The Man in the Moon, vol. 3, issue 5 (1848)

Pages 257-258

A sample page from The King Whose Words Buttered Parsnips by Anonymous
From “The King Whose Words Buttered Parsnips.” Used by permission, L. Tom Perry Special Collections, Harold B. Lee Library, Brigham Young University.

Introductory Note: Published just a few weeks after the 1848 “March Days” in Prussia, this political satire lampoons the actions of King Frederick William IV to quell the civic unrest that was unsettling many of the German states. In March, citizens had gathered in the capital in protest; troops responded, and three hundred civilians and thirty soldiers were killed. The King placated the people by calling off the troops and promising many things that would improve their current circumstances—a promise few believed he intended to keep.

Though the brief story is based on historical events, it is written as a humorous fable, an “Apologue, dedicated to Prussia,” depicting the people as gullible and the King as self-serving.

(An Apologue, Dedicated to Prussia.)

Now that there was once a King who had a silly people, who believed that fine words did butter parsnips. The King was quite aware of the peculiarity of his subjects; and when they held up their social parsnips to be buttered by political rights, he always made them a fine speech, and told them that he was their father, and that he would give them plenty of butter—some day soon; upon which the foolish people shouted, “God save our worthy King!” and went home and contentedly eat their parsnips dry.

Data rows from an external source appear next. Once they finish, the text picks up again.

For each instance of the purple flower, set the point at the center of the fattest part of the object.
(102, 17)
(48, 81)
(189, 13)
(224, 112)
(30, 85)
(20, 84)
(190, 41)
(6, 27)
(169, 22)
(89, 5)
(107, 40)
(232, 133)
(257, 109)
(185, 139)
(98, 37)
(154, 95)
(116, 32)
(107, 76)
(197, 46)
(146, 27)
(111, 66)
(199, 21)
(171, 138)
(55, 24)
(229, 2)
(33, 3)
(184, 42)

Now, this farce was many times repeated—so many times, that at length the people, silly as they were, began to get tired of it, and so one day they rose up in right-down earnest to seek real butter for their parsnips. Upon this, the King commanded his cavalry, and his infantry, and his artillery to mow down his dearly beloved children, which they did by thousands; but the people still fighting valiantly, drubbed the troops, and held the city in their possession, and the King in their hands.

Out he came with his fine buttering words again, and cried over the dead bodies of those whom he had caused to be slain, and told the people that he loved them better than ever, and that they should have butter with their parsnips the day after to-morrow; and the people, who upon this subject had no more brains in their skulls than there is in the insides of boiled pumpkins, shouted out again “God save our worthy King!” and went home, and once more eat their parsnips dry.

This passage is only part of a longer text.